Этим летом Бобби раскрыл ее тайну. Тайну, о которой люди ни в жизнь бы не догадались, глядя на эту милую, спокойную девушку, почти небожительницу. Беатрис Вудс была с дичинкой. Она мечтала о романтике и приключениях. И больше всего на свете любила скорость.

Анна Ли

Сестра Бобби и две ее лучшие подруги, Норма и Петси Мэри, росли вместе. Отец Нормы управлял единственным в городе банком. Родители Петси Мэри, Мерл и Вербена, заведовали химчисткой «Голубая лента». Петси Мэри была из их троицы самой успевающей ученицей, но далеко не красоткой. Как выразилась ее тетка, «у бедняжки на лбу с шести лет написано, что коротать ей век старой девой, школьной училкой». Но Петси Мэри была славной девочкой. Все трое были славными, а мелкие огрехи можно списать на то, что сейчас они переживали фазу «мой киногерой».
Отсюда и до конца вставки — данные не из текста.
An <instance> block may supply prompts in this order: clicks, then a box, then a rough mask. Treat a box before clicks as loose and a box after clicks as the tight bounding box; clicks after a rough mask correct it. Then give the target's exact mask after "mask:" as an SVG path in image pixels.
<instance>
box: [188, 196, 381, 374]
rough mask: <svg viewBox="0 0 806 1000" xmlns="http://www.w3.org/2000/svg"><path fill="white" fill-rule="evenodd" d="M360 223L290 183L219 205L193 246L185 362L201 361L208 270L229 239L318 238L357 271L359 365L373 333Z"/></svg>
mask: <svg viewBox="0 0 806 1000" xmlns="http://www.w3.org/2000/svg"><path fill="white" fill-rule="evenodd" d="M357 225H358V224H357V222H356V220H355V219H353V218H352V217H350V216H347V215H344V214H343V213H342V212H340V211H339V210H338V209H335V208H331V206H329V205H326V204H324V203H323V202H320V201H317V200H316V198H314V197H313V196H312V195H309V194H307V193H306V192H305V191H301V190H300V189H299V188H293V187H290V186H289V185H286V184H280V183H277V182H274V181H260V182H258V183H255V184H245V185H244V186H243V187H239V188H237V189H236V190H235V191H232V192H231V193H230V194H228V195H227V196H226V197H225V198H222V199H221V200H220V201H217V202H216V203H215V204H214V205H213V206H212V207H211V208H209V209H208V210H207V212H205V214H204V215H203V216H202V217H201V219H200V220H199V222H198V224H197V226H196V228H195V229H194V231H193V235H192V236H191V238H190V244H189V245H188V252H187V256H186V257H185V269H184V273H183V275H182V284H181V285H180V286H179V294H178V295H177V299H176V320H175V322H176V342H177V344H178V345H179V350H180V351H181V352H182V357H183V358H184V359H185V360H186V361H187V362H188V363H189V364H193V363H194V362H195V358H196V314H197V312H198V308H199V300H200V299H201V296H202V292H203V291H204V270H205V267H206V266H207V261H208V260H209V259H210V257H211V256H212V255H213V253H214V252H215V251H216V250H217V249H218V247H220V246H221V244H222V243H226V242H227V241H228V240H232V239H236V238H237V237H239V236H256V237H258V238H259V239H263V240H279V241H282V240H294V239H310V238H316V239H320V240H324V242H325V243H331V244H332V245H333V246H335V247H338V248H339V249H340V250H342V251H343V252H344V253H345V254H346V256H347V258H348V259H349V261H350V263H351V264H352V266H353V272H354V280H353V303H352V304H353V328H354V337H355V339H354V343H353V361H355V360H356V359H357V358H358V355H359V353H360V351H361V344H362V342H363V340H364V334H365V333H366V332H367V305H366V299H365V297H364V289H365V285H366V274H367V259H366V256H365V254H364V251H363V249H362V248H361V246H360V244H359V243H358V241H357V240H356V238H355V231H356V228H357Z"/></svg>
Всякий раз, как в элмвудский кинотеатр привозили новую картину, они сидели на двенадцатом ряду в центре. Актеров любили разных. У Анны Ли в этом месяце предметом обожания стал Дан Эндрюс. Она заполнила гору альбомов его фотографиями, вырезанными из киножурналов. Петси Мэри на тот момент сходила с ума по Алану Ледду, только что сыгравшему в «Голубом георгине». Но выбор Нормы удивлял ее подруг. Ее любимой кинозвездой был никому не известный актер по имени Уильям Бендикс, совсем не красавчик и даже не симпатяга. На вопрос «Почему он?» Норма отвечала:

– В том-то и дело. Должен же по нему хоть кто-нибудь фанатеть.

Однако школа близилась к концу, они сосредоточились на предстоящем выпускном, и страдания по звездам экрана отошли на второй план. Норма пойдет на бал, разумеется, с Маком, Петси Мэри, как всегда, со своим кузеном. Анна Ли единственная пока никому не дала согласия. Их больше волновал вопрос, что надеть. Все как одна старшеклассницы требовали купить им выпускное платье в магазине, ведь надеть бальное платье домашнего пошива все равно что написать на лбу огромную красную букву «Д». У Соседки Дороти в серванте лежал диплом модельера, и она считалась одной из лучших портних в штате, однако понимала, что делать нечего – придется отпустить Анну Ли вместе с подружками в универмаг «Морган бразерс» – выбрать готовое платье. Это будет втрое дороже, чем сшить самой, но ее дочь или получит магазинное, или умрет от унижения. По крайней мере, так она выразилась.